しばらくして男はショッピングセンターに入ろうとしたが、警備員に止められた。ギュウとスヨンは男と警備員のやり取りを隠れて聞き耳を立てた。
「すいませんがどちらに行かれるんですか?」
警備員は手で男の進行を止めて尋ねた。
「いやここの店の武器屋に用があるのだが。」
男は少し驚き、警備員に返した。止めた警備員は近くの警備員と顔を見合わせ、男へと振り直し新たに質問をした。
「失礼ですが、前回にこの街に来られたのはいつ頃ですか?」
男は質問の内容に驚いたが、警備員の眼差しは真剣だったので、素直に答えた。
「確か一年くらい前でしが。」
「そうでしょうね。残念ながらここの武器屋は業務スーパーになりましたよ、半年前に。」
警備員はため息混じりに口を濁した。それを知った男は驚き、警備員の方を掴んで慌てて聞き返す。
「でっではこの街に他に武器屋は無いのでしょうか⁉武器を新調しないと、このままでは西の家族の家へたどり着けません。」
「いっ痛いっ。離して下さい‼」
警備員は痛みのあまり強引に男を力づくで振りほどいた。男はバランスを崩し尻餅をつく。

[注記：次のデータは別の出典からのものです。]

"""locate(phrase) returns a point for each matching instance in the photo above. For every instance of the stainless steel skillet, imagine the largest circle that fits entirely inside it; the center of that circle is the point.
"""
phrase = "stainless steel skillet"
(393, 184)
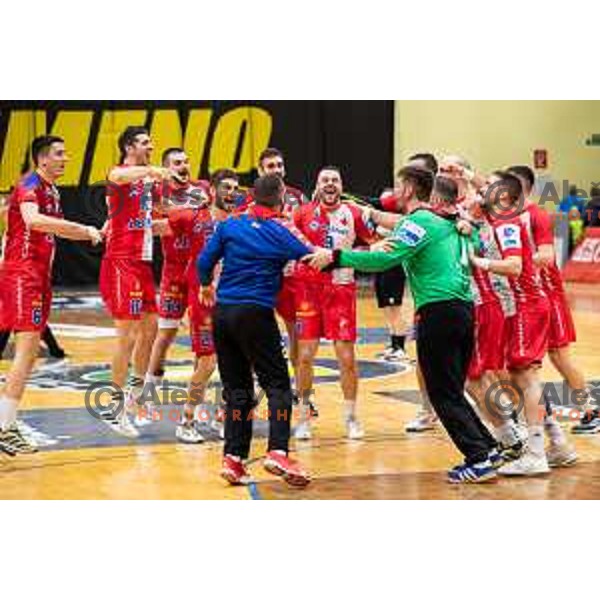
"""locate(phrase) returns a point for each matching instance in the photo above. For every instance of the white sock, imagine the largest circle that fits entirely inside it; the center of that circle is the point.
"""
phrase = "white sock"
(506, 434)
(156, 380)
(305, 408)
(536, 439)
(555, 432)
(349, 410)
(8, 412)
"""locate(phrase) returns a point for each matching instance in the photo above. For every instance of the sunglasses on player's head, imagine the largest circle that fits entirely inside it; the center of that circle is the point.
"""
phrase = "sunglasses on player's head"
(274, 165)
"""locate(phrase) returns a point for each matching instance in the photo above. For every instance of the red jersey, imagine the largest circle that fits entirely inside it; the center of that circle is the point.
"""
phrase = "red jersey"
(197, 227)
(513, 240)
(24, 246)
(130, 207)
(334, 229)
(292, 199)
(539, 229)
(487, 287)
(184, 204)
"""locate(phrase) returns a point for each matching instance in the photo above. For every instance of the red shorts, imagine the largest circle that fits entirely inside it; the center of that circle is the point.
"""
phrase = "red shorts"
(25, 299)
(173, 294)
(201, 325)
(562, 328)
(127, 288)
(286, 301)
(489, 350)
(326, 311)
(527, 337)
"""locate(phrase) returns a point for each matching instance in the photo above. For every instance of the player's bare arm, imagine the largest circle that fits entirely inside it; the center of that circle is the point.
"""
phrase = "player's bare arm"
(509, 267)
(60, 227)
(128, 174)
(544, 256)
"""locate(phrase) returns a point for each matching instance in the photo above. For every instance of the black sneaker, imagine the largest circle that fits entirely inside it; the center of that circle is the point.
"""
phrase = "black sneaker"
(312, 407)
(589, 423)
(12, 442)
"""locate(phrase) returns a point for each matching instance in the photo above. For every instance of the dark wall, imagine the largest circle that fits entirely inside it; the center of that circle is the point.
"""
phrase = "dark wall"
(357, 136)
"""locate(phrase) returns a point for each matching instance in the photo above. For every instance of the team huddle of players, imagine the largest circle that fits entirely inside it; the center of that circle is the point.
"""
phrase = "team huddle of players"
(521, 312)
(521, 307)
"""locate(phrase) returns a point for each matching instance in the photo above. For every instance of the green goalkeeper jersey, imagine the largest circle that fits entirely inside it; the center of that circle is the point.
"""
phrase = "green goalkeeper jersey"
(434, 255)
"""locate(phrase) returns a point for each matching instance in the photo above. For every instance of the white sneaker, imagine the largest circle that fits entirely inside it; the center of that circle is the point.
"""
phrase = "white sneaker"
(302, 431)
(424, 421)
(528, 464)
(188, 434)
(219, 427)
(144, 415)
(120, 424)
(395, 355)
(564, 455)
(354, 430)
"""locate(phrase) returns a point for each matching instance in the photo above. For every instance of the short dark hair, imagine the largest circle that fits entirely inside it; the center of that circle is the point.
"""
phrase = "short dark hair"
(428, 159)
(41, 145)
(268, 190)
(421, 178)
(168, 151)
(269, 153)
(446, 189)
(330, 168)
(222, 174)
(524, 172)
(512, 184)
(127, 138)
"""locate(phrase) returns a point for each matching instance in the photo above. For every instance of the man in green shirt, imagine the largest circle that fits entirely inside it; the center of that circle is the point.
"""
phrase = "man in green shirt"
(435, 257)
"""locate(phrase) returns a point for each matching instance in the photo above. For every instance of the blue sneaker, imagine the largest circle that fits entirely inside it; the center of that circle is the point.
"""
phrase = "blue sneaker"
(496, 458)
(477, 473)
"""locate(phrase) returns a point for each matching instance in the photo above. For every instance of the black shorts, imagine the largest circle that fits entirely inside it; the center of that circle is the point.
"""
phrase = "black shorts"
(389, 287)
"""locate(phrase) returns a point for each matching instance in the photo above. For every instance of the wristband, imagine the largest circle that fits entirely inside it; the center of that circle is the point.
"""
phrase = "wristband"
(337, 257)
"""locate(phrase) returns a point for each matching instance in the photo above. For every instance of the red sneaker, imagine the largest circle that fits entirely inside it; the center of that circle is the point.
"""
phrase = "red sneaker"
(234, 471)
(290, 470)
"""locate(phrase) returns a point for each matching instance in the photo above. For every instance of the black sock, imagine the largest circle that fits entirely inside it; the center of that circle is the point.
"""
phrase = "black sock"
(52, 344)
(4, 337)
(398, 342)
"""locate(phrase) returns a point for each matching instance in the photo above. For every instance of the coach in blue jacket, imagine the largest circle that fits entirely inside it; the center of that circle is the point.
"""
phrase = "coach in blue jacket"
(254, 248)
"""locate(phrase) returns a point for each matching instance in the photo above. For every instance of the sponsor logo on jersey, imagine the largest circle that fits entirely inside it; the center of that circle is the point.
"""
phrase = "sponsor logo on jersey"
(410, 233)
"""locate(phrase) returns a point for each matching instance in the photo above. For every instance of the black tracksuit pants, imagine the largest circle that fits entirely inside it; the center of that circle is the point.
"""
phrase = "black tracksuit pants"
(247, 338)
(445, 340)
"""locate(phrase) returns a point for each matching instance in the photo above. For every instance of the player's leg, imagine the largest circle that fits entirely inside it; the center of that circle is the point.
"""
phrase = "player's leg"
(309, 329)
(307, 352)
(563, 362)
(389, 291)
(25, 300)
(52, 344)
(238, 393)
(26, 350)
(425, 419)
(165, 336)
(4, 337)
(339, 326)
(496, 407)
(194, 411)
(346, 357)
(172, 305)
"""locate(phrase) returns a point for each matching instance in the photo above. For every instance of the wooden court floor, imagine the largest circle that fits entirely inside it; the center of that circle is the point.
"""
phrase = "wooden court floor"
(80, 458)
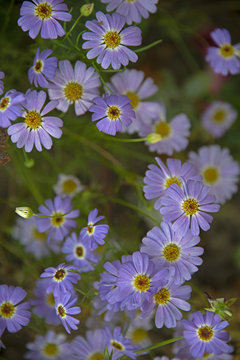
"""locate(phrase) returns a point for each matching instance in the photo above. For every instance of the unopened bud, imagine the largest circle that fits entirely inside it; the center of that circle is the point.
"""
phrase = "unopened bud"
(87, 9)
(24, 212)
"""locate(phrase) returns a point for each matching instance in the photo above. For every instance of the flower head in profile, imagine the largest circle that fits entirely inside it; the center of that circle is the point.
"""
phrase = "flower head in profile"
(43, 68)
(218, 118)
(36, 129)
(42, 16)
(224, 58)
(218, 169)
(113, 113)
(108, 40)
(77, 86)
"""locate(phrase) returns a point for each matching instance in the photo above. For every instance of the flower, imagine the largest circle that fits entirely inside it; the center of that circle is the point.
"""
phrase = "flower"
(218, 118)
(133, 10)
(132, 84)
(42, 16)
(78, 251)
(51, 346)
(174, 133)
(168, 300)
(218, 169)
(64, 310)
(94, 234)
(93, 347)
(223, 58)
(67, 185)
(159, 178)
(112, 112)
(43, 68)
(12, 315)
(167, 248)
(78, 86)
(10, 107)
(204, 334)
(108, 42)
(61, 278)
(188, 207)
(36, 128)
(61, 221)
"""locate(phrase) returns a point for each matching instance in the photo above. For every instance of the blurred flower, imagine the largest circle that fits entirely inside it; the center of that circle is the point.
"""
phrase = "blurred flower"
(224, 58)
(43, 15)
(218, 118)
(112, 113)
(78, 86)
(68, 185)
(218, 169)
(167, 248)
(61, 221)
(188, 207)
(132, 10)
(43, 68)
(108, 42)
(36, 128)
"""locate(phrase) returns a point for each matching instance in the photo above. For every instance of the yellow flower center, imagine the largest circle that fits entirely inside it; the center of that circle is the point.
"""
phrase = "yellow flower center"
(58, 219)
(33, 119)
(141, 282)
(44, 10)
(134, 99)
(61, 311)
(171, 252)
(112, 39)
(4, 103)
(7, 310)
(205, 333)
(163, 129)
(227, 50)
(60, 274)
(50, 350)
(73, 91)
(162, 296)
(210, 175)
(190, 206)
(113, 112)
(172, 180)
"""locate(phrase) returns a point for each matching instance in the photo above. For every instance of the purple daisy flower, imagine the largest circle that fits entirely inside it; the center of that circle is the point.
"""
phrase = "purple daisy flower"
(159, 178)
(78, 86)
(61, 278)
(168, 300)
(218, 118)
(36, 128)
(12, 315)
(112, 113)
(223, 58)
(59, 225)
(94, 234)
(51, 346)
(167, 248)
(218, 169)
(174, 133)
(93, 347)
(79, 251)
(42, 16)
(2, 76)
(188, 207)
(10, 107)
(134, 11)
(43, 68)
(132, 84)
(108, 42)
(65, 309)
(204, 334)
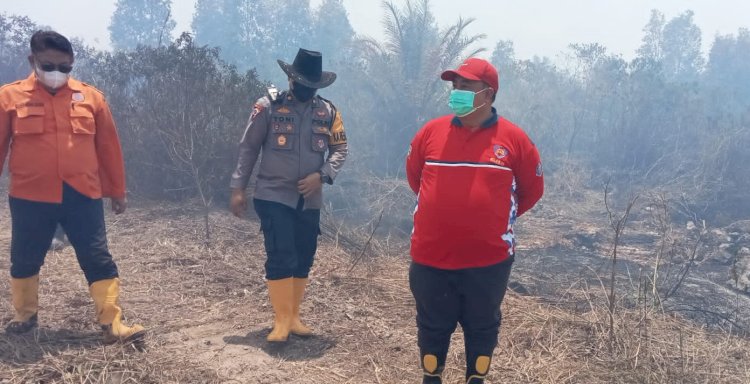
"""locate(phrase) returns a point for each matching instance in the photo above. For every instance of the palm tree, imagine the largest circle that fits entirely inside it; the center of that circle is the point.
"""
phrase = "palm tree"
(403, 74)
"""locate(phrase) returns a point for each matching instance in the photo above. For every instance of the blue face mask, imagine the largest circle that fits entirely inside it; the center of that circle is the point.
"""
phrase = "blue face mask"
(462, 102)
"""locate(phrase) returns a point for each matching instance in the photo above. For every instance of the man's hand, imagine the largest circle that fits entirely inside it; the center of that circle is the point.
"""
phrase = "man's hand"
(310, 184)
(238, 202)
(119, 204)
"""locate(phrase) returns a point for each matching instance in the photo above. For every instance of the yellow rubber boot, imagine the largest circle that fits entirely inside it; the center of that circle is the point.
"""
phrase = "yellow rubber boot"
(109, 314)
(432, 371)
(297, 327)
(25, 298)
(281, 293)
(477, 373)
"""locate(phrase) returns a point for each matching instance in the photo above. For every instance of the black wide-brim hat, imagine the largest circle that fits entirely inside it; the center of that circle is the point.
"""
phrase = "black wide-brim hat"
(307, 69)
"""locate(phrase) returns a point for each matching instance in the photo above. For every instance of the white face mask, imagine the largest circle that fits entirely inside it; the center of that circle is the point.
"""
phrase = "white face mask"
(53, 79)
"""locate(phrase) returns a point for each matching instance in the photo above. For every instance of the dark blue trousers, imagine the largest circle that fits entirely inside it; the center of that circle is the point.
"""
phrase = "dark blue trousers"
(470, 297)
(33, 227)
(290, 237)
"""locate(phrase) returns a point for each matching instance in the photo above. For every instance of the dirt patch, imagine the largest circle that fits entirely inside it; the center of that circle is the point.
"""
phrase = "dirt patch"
(208, 314)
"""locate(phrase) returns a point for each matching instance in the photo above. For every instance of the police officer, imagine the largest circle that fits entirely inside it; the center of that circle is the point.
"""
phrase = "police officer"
(304, 146)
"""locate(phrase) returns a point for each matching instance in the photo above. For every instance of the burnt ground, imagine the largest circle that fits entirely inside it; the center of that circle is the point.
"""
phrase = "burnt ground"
(207, 312)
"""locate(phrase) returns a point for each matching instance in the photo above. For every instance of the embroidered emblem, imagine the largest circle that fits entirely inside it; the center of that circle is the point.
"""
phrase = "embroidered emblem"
(499, 151)
(257, 109)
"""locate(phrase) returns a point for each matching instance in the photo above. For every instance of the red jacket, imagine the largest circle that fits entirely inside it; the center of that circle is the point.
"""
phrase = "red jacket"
(471, 187)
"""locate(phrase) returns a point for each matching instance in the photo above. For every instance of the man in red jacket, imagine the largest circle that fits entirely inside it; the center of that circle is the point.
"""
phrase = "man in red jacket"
(474, 173)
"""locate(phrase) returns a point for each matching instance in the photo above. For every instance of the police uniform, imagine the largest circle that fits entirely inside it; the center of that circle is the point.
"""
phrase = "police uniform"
(297, 139)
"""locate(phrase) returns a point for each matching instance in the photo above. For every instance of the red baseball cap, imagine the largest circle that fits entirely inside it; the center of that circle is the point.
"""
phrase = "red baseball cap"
(474, 69)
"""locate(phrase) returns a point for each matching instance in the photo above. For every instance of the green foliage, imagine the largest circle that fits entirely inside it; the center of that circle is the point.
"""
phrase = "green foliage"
(398, 87)
(180, 111)
(15, 32)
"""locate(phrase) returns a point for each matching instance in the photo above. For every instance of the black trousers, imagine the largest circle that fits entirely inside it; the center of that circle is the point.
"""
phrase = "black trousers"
(290, 237)
(82, 218)
(470, 297)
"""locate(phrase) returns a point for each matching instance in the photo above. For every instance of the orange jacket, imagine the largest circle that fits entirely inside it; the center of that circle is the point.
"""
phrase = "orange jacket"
(67, 137)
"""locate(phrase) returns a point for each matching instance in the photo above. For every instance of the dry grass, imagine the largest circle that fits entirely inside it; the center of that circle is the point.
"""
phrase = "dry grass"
(207, 313)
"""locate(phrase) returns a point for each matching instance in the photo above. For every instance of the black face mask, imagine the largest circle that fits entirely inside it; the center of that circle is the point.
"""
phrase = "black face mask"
(301, 92)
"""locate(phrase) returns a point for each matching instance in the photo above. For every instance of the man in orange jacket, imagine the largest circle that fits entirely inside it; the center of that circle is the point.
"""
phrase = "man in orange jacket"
(65, 156)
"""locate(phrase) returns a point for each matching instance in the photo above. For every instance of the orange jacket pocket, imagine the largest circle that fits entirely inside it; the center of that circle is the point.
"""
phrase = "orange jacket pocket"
(29, 120)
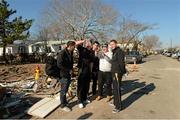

「はぁはあ。武器屋なんてこの御時世ほとんどありませんよ。この街には一軒もありません‼さあここには用が済んだでしょ‼」
警備員は息を整えながら男に言った。男は力無く立ち上がり警備員に軽く一礼し、ショッピングセンターを後にした。
夕日がさし、しばらく隠れていたギュウとスヨンはお互い合図しあい、男の足取りを追った。